The Guardian ekibinden Andrew Pulver’ın Martin Scorsese ile The Irishman ve günümüz sinema endüstrisi üzerine yaptığı röportaj yazımızın devamında.
The Guardian, The Irishman’i 2019 yılının 1 numaralı filmi seçti, yani tebrikler!
Teşekkürler. Onur duydum.
Film yayınlanalı henüz çok olmadı ama sizce izleyicisiyle neden bu kadar güçlü bir bağ oluşturdu?
Açıkçası bununla ilgili size zekice bir cevap veremem. Filmin yapım aşaması bir talih işiydi. Netflix’in finansal ve yaratıcı desteğini aldığımız için şanslıydık ve başladıktan sonra da geri kalan süreç aktı gitti. Projenin atmosferini nasıl daha doğru bir şekilde ifade edebilirim bilmiyorum çünkü insanlar, “Eski dostlar bir araya gelip birlikte takılmışlar.”diye düşünüyor. Ama aslında hiç de o şekilde değildi. Bu bizim yapmamız gereken bir şeydi. Ve bu şekilde karşılanacağını hiç tahmin etmemiştim. Bilirsin, hayatlarımızın son dönemlerindeyiz ve elimizden gelenin en iyisini yapmaya çalışıyoruz. Eğer yaptığımız iş ilgi çekiyor ve insanlar tarafından benimseniyorsa bu harika bir şey.
Ayrıca Netflix sayesinde, anlatı stili, görsel stil ve süre gibi konularda daha deneyseldik. Sinema alanındaki devrim de bir bakıma bu filmleri artık nerede izlediğimizi bilmememizden kaynaklanıyor. Bu filmleri izleyebildiğimiz tek bir yer var mı? Bilirsin ben, filmleri tek bir yerden izlediğimiz zamanlarda yetiştim. Sonra 12’ye 16 ekranlarla siyah beyaz televizyonlar çıktı ve o zamanlar ilk David Lean filmlerini, The Third Man’i, reklamlarla bir Citizen Kane’i ve The March of Time serisini yayın akışına uyarlanmış şekilde izlemeye başladım. Bu gibi eserleri sinemada izlemek harikaydı. Tabiri caizse o zamanlar sinema bu eserleri izleyebileceğimiz ana mekandı, fakat bu zamanlara da tanıklık edince ister istemez yanlı oluyorsun.
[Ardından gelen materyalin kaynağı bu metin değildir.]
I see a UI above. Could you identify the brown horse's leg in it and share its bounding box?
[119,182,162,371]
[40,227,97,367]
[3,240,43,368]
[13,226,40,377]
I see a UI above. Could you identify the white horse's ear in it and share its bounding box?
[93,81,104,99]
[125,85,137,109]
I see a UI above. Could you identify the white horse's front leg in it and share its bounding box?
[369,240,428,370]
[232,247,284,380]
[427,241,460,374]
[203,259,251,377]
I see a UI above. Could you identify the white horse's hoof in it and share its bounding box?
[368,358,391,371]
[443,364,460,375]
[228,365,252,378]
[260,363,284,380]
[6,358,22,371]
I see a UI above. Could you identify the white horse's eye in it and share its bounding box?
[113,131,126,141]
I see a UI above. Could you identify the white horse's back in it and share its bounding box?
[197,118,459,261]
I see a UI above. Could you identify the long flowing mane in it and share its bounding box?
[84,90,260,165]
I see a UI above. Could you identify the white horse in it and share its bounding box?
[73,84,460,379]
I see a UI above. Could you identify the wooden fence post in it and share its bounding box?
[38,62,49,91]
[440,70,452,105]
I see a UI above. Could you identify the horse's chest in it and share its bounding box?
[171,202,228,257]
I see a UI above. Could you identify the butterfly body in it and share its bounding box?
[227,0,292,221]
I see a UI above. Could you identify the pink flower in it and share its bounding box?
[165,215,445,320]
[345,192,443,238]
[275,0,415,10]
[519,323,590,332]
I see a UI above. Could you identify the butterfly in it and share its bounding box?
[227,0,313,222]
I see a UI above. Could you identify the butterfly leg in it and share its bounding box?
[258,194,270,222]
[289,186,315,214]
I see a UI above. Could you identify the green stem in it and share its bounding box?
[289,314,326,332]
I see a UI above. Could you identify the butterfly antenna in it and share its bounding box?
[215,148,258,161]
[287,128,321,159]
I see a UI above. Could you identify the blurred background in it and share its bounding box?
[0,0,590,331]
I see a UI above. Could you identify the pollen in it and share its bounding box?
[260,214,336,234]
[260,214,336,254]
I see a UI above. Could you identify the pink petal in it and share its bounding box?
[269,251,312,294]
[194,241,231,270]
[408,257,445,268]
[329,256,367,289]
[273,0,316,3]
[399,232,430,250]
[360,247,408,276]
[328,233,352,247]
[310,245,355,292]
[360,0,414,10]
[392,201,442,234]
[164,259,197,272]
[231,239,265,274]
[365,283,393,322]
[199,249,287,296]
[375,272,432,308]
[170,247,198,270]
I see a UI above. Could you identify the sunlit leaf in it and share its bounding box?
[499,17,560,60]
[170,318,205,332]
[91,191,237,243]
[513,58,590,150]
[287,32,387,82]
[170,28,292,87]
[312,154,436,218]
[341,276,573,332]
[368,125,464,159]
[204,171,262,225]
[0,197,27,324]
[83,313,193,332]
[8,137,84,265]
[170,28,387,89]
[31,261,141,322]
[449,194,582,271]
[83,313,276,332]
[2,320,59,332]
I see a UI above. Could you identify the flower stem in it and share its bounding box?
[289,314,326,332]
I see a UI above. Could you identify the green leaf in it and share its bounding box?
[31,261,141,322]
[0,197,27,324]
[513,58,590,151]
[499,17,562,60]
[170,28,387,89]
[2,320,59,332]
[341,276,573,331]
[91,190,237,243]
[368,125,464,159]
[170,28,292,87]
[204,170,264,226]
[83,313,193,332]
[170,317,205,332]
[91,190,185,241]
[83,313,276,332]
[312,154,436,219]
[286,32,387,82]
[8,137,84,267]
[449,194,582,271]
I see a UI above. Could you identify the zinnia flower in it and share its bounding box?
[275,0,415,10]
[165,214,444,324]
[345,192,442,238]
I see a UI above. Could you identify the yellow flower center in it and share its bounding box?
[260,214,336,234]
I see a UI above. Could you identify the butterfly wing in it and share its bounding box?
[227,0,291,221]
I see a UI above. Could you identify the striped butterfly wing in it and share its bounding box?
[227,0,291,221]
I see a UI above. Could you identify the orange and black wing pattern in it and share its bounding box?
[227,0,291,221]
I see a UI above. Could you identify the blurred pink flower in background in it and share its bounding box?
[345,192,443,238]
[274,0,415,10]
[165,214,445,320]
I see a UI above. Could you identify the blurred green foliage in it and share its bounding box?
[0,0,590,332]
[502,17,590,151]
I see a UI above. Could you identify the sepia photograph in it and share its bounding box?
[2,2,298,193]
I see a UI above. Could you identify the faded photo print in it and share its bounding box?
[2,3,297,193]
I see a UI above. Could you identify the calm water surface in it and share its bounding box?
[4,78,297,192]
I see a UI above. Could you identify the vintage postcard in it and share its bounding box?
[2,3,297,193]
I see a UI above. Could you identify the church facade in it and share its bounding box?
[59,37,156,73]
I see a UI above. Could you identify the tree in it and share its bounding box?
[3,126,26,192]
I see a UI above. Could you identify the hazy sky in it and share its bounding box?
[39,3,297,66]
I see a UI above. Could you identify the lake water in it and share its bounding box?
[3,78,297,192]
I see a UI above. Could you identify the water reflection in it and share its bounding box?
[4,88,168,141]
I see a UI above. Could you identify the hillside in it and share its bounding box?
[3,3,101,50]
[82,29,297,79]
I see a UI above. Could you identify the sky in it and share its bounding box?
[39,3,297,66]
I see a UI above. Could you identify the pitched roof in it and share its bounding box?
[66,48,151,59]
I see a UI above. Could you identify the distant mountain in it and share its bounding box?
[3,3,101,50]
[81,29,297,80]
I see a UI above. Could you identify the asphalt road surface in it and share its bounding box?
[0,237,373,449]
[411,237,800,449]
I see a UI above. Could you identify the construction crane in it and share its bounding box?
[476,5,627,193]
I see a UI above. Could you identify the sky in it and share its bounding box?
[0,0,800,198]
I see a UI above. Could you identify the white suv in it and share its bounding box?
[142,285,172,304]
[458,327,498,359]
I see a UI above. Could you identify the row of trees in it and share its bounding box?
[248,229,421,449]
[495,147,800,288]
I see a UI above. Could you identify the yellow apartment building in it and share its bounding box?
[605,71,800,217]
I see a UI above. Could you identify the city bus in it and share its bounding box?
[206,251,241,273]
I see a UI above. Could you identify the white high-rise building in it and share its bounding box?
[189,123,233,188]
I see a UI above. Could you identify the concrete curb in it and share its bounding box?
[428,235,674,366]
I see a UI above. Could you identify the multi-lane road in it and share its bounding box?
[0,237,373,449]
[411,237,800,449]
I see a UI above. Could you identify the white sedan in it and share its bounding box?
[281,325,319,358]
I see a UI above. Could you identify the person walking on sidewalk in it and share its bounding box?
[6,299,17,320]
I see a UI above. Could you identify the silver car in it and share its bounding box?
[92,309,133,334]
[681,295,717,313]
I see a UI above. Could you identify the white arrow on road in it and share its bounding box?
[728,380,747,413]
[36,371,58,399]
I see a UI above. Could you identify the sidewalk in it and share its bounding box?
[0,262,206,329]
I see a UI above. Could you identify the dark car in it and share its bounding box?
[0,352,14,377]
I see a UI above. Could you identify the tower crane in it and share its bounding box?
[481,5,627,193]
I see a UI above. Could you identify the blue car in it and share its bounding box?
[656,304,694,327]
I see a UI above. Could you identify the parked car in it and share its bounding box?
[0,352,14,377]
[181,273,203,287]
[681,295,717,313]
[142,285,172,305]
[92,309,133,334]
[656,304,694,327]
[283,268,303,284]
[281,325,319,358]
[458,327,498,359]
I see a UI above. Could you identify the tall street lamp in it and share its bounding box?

Sanırım tüm bunlar, film doğal bir şekilde gelişti ve stil ve süre konularında içgüsel davrandım demenin uzun ve dolambaçlı yolu. Tüm bu süreç CGI detayını kullanmadan önce gelişti, ki ben CGI’ı makyajın evrimi olarak yorumluyorum. CGI’ı kullanmak da fevkalade deneyseldi. İşe yarayıp yaramayacağını bilmiyorduk, yani yolumuzu deneyerek bulduk.
Oyuncu ekibini nasıl böyle denk getirdin? Herkes senin, Joe Pesci, Robert De Niro ve Harvey Keitel’ı bir araya getirip bir de Al Pacino’yu ekibe katmanla sarsıldı.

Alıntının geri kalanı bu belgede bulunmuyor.